Colorado State University's commitment to research helped push the University's research expenditures to nearly $303 million in fiscal year 2008 - a new record for the University at a time when competition for federal funding is at an all-time high.
Annual research expenditures in 2008 totaled a record high of $302.6 million, which was $6.6 million more than the previous year and an increase of 35 percent over the past five years, according to new figures released today by Colorado State's Office of the Vice President for Research.
The University has climbed near the top of the rankings in terms of research dollars: In 2007, CSU ranked 16th nationally for R&D expenditures for major universities that do not also have a medical school - a feat accomplished with far fewer faculty than most other universities.
"Colorado State faculty members continue to earn the confidence of government agencies and private-sector sponsors because they are highly productive with their funding in comparison with their peers," said Larry Edward Penley, president of Colorado State. "Colorado State conducts vital research addressing some of the world's most challenging problems such as viable alternative energy sources, new treatments for cancer and potential vaccines for diseases such as dengue fever and drug-resistant strains of tuberculosis."

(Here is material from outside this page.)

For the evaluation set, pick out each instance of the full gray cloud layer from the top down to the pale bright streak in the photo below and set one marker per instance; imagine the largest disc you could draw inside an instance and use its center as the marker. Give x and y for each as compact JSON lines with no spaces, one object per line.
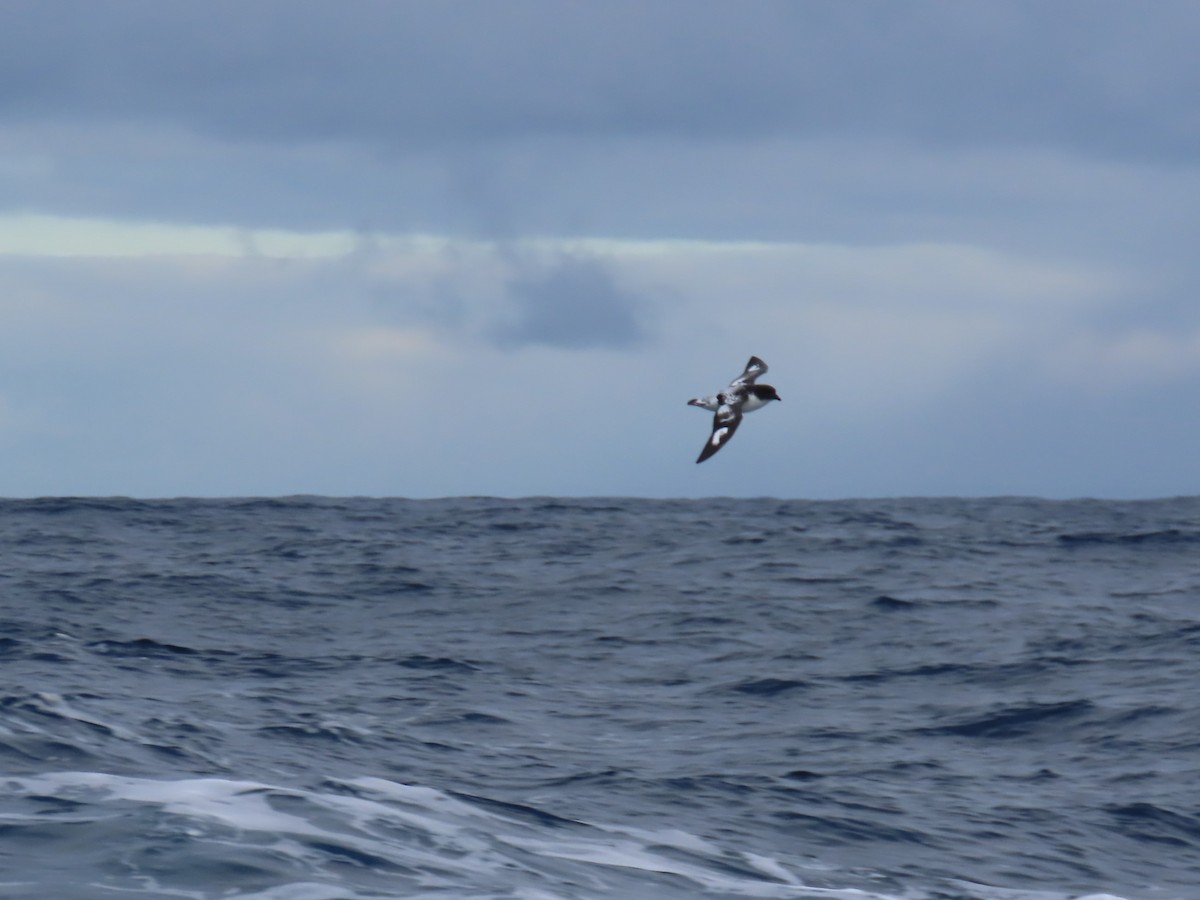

U.S. Department of Agriculture funding to the University has increased 54 percent since 2004. CSU research expenditures sponsored by the U.S. Department of Health and Human Services, NASA and the National Science Foundation have increased 26 percent, 31 percent and 44 percent respectively since 2004.
As in 2007, expenditures of federal research funding in 2008 comprised the majority of the sponsored expenditures, totaling $214.9 million or 71 percent of the 2008 total. The U.S. Department of Agriculture provided the largest source of external funding in 2008, exceeding the U.S. Department of Health and Human Services, which held that position for seven consecutive years.
The bulk of Health and Human Services funding, from the National Institute of Allergy and Infectious Diseases, goes to the College of Veterinary Medicine and Biomedical Sciences for critical research into vaccines, control mechanisms and cures for growing global diseases such as tuberculosis and dengue fever.